「ってことは何?メイド服は・・・」

「捨てられてた」
「・・・・んの野郎ォオオオオオオ・・
清らかなあの法衣メイド服を捨てるとは言語道断!殺ったか?」

「殺れなかった」

「最凶悪の零クンがぁ?負けたの?」

「あぁ。アイツは、無理。」


無花果を抱いたまま、零が近くのソファに座った。
がくり、と項垂れる無花果。


「無花果さぁ、軍のトップが親代わりだってよ」


「・・・・・・・・さっき言ってた、」

「溺愛?みたいな。アレは・・・もう親じゃねぇなって位。

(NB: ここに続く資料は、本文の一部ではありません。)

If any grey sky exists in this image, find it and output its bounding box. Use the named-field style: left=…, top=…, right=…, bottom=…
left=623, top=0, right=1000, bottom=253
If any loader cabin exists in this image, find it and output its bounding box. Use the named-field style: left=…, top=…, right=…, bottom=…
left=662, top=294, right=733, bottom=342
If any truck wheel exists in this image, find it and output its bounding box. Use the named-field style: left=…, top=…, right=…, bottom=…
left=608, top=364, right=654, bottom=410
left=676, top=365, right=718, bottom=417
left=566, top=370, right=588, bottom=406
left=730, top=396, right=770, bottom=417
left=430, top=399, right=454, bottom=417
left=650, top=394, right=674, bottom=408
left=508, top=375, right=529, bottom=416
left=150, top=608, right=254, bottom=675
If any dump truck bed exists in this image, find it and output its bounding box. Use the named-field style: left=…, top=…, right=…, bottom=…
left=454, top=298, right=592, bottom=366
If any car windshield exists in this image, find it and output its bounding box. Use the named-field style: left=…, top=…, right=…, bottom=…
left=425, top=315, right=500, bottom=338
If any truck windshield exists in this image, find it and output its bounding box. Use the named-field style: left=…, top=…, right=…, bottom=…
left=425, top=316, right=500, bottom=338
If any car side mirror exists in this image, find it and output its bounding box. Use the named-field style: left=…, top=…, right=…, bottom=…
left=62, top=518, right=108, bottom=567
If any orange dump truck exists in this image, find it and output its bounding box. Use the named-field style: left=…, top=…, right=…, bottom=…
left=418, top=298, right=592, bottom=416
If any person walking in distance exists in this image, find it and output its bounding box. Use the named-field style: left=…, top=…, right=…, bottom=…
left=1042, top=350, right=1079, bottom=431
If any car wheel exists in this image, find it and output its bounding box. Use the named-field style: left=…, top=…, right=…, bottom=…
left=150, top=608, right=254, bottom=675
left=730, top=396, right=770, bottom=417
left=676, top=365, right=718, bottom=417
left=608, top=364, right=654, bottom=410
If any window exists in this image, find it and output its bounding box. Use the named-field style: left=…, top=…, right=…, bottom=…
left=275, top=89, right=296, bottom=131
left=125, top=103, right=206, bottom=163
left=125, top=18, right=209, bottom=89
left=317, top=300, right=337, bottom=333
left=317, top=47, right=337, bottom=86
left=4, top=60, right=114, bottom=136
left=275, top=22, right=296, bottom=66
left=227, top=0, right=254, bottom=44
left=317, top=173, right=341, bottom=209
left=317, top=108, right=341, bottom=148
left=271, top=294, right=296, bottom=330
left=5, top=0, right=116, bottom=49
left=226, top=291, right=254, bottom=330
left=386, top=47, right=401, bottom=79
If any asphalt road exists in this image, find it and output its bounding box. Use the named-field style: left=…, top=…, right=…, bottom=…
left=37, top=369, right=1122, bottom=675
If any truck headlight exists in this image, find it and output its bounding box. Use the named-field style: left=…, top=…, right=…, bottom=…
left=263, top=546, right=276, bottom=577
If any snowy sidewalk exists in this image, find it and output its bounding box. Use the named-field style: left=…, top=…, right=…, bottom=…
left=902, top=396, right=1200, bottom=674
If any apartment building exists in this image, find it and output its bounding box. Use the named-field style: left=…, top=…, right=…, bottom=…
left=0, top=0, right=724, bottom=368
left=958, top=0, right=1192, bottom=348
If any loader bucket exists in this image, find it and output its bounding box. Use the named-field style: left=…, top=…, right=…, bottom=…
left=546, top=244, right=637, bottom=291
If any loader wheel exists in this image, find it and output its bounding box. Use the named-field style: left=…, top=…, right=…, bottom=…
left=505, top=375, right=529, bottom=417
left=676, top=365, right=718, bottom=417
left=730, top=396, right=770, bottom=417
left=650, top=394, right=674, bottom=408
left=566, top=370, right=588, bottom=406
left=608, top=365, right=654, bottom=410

」

「まあ親は普通手ぇ出さないもんな」


ぐで、と背凭れに凭れる――――当然、無花果の頭は肩に乗る訳で。


「う・・・・・・・」


妙な窮屈間に目覚めたのか、声を出した。


「・・・・・・・・起きた・・。
んじゃ、俺が寝てた所に持ってくわ」

「お前と同衾?」

「なんもしねぇよきっと。」



目覚めた無花果を抱いて――――今度は俵持ちじゃなく―――零は立ち上がった。



「あぁ、そんだけの報告。イヤー良かったよ収容所に報告されてなくて。俺ら死刑寸前だぜぇ」


(結局零はそんだけの報告に俺を叩き起こしたのか・・・)



安眠を妨害された律ひとり、眉を寄せていた。

そして、何の事無さげに部屋を出て行く零。



「おやすみ~ 」


「あ!てめっ蹴破ったドア・・・」


「おやすみ~ 」




床に無残に破壊された扉を見、もうどうでも良くなったのか、律はベッドに身を投げた。